To address the environmental pollution and resource wastage caused by the massive stockpiling of coal gasification slag (CGS), in this study, chlorine salt (CaCl2, CC) was adopted to stimulate the potential volcanic ash activity of CGS and to prepare a new modified CGS-based cementitious backfill material (MC-CPB). The optimum CC admixture was determined by comparing the compressive strength, and the effect of different admixtures on the strength of the MC-CPB was investigated. The effects of the CC content on the hydration properties and the composition and the micro-morphology of the hydration products of the MC-CPB were analyzed using hydration heat, X-ray diffraction (XRD), scanning electron microscopy (SEM), and thermogravimetry (TG) analyses. It was found that the addition of CC promoted the early and mid-strength of the MC-CPB, but an excessive amount of CC (>1%) inhibited the development of the strength in the later stages. A concentration of 1% CC had the best effect on the strength of the MC-CPB in the entire age range, increasing the compressive strength from 3 to 90 days by 65.8%, 56.1%, 80.6%, 30.9%, and 31% compared to the control group. The CC accelerated the hydration reaction process of the MC-CPB by shortening the durations of the induction and acceleration periods, and it enhanced the hydration reaction intensity of the MC-CPB by increasing the second release heat peak and forming a third release heat peak.

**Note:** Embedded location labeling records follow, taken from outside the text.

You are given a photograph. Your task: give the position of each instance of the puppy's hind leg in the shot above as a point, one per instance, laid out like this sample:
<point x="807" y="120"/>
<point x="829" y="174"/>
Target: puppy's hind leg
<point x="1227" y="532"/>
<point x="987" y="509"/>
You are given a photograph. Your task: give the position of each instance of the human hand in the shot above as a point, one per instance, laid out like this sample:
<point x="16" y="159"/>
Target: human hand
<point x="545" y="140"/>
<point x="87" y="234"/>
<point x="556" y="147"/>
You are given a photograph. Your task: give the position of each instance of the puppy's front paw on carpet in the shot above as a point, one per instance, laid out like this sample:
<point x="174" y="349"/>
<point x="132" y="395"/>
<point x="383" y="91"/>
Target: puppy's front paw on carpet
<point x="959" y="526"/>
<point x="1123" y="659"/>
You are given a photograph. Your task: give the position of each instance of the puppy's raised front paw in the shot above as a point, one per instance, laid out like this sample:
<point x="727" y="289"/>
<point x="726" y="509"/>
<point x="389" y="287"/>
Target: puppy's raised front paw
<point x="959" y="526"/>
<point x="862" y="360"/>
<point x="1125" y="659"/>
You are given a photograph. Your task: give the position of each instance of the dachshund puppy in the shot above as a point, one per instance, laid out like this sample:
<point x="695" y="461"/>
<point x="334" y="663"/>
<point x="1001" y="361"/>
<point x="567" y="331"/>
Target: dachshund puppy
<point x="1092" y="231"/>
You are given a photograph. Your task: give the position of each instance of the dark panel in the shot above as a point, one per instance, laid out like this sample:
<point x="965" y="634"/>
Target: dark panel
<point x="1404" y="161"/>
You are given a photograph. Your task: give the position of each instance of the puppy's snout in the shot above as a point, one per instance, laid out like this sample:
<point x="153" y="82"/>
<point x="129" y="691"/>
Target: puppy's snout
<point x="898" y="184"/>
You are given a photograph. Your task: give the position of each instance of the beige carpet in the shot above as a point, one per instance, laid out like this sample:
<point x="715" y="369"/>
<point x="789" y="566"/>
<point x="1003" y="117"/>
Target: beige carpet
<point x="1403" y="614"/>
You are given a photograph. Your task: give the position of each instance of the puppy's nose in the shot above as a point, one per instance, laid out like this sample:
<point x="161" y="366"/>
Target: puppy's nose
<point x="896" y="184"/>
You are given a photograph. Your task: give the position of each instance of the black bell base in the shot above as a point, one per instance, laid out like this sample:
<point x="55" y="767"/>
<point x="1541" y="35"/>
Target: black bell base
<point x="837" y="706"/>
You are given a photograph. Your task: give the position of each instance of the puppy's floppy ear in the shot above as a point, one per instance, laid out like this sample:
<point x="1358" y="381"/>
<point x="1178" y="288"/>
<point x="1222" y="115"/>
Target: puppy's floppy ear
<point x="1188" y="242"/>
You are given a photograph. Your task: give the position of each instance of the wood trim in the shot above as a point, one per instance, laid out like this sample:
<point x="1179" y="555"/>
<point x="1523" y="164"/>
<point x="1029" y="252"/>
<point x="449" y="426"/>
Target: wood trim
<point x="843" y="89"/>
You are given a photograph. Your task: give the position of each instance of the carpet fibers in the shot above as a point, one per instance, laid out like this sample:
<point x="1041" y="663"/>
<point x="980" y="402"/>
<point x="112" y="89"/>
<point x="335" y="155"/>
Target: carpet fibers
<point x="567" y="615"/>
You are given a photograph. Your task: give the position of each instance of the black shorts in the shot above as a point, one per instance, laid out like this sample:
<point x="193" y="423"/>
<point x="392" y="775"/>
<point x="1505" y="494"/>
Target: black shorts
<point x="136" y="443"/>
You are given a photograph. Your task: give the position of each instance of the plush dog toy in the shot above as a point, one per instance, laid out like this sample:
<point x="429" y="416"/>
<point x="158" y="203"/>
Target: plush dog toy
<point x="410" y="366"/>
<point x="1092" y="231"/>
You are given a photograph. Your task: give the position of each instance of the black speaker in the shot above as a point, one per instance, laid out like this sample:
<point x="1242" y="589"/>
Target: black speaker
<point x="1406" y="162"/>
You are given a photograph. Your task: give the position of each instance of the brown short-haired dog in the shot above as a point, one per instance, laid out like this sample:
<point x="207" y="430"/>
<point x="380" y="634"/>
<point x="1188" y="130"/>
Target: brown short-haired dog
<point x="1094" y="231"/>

The MC-CPB sample containing CC generated a new hydration product, Friedel's salt, which increased the compactness of the matrix and thus improved the compressive strength of the sample. However, excessive addition of CC reduced the amount of Ettringite (AFt) generated in the later stage, leading to a decrease in the strength of the high CC content samples in the later stage. The results of this study promote the large-scale and resourceful use of CGS in mine backfill and provide a theoretical basis for the field proportioning design and industrial application of MC-CPB for backfill.